Watching for a Hurricane

Hurricane Earl Approaches

The last few days my thoughts have been on the impending Hurricane Earl. It is supposed to hit the East Coast. I am worried. We in central Virginia have reason to be worried. Seven years ago, another hurricane came inland here and it was devastating. So anytime a hurricane is headed up the East Coast we are all on alert. And while the prediction currently is that it will stay offshore, anything as big and as powerful as a hurricane can make a several- hundred- mile shift in direction rather easily. So we are worried. Preparations are being made. Relatives are being contacted. Prayers are being said. Fortunately, I am not too worried about Buckshot, my horse, as he is at a very good boarding farm, with lots of other horses, and a very secure stall/turn-out barn that will give him good shelter if needed. I sure hope this thing passes by and stays out at sea.

Weekend Riding

Hurricane aside, Buckshot and I had some great times this past weekend. On Saturday, we did our round pen work, and he was very responsive. I swear he can read my fingers now! He also finally cantered all the way around, in one direction. I was very proud of him! The other direction, which is his weaker one, didn’t work so well. But I was pleased with his effort. When we then went to the arena, we practiced our exercises and patterns. I tried something new and added the canter to two of our patterns, and they went great!

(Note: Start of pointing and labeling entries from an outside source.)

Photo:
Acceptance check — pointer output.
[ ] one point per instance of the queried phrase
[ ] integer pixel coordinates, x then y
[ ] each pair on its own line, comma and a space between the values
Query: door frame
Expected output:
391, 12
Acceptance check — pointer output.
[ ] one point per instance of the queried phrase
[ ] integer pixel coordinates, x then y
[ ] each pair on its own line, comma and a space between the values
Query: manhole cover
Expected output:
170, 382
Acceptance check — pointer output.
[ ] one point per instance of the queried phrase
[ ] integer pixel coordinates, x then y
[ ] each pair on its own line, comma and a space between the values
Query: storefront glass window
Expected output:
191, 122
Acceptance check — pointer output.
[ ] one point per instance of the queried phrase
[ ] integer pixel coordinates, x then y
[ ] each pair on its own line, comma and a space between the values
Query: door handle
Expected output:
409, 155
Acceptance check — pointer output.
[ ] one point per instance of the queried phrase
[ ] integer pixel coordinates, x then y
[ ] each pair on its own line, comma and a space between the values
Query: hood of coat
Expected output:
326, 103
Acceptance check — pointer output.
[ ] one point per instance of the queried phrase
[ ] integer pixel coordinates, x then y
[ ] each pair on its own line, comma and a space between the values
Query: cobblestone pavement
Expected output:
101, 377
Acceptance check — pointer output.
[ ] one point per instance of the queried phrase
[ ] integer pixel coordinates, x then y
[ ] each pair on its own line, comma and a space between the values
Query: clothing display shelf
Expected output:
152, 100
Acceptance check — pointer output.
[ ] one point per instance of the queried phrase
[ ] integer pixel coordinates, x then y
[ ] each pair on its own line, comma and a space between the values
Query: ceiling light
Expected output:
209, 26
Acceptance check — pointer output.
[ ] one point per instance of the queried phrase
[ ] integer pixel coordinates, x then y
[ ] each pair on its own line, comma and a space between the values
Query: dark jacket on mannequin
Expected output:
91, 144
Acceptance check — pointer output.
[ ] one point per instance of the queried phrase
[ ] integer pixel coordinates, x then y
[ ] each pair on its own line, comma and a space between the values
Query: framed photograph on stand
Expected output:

We then went on the trail with several other riders. At one point, nearby hay balers could be heard. They sounded like huge monsters, crashing their way through the woods. Buckshot thought they were coming right for him, and would eat all of the horses on the trail, so he got very, very nervous. His energy quickly approached panic level. In front of us was a rider on a new horse for her, so I didn’t want Buckshot to run into them. We were surrounded by dense woods, so running through the brush wasn’t a good idea. So I quickly jumped off of him and led him by hand. It took him several minutes to relax and realize it wasn’t his day to be eaten. We walked the rest of the way. I tried at one point to move him next to an upside down water tub, to try and remount him, but he wasn’t cooperative. So we walked back to the arena. Then the class walked through a harvested cornfield adjacent to the farm. Buckshot had never ridden in this area, but he remained calm and didn’t get nervous. Overall, a great day.

On Sunday, it was beastly hot and humid again. Oh, will this weather never end!! I am so tired of it. Although Buckshot and I worked in the round pen again, I didn’t work him as hard, due to the humidity. We had an okay time in the arena. His energy level was low in general, which I guess is to be expected on particularly hot and humid days. Still, I was a bit disappointed in our canter circles in the arena. Whether it is due to my aids, my riding, or him, Buckshot didn’t want to stay at the canter on a circle. So I have asked the BO for more private lessons. I need her expertise to tell me what I am doing right, or wrong. And how I can cue him more effectively. Or if it will get better just with continued practice.

After riding, the farm was focused on getting a load of hay into the barns. So it was a long, hot, tiring Sunday. Do the horses know how much work we humans go through for them? (smile) Certainly they are worth it. But it is a lot of work to keep the hay in store for their eating pleasure (smile).


Anonymous said...

Getting off and hand-walking can be just the trick to help calm a nervous horse on the trail - good thinking!

Carol said...

Sounds like you're doing REALLY well. Good work with the canter, and you handled the horse eating baler incident beautifully (it can be scarey when they are on the verge of panic).

Grey Horse Matters said...

Glad to hear that you're making progress with the canter. Sometimes it's really hard to get it down. I think you did the right thing hand walking him, now he knows he can depend on you to save his life from man-eating hay baling dinosaurs.

I don't think they know just how much work we do to keep them safe and happy. But I'm sure they'd notice if it stopped, not that it ever will.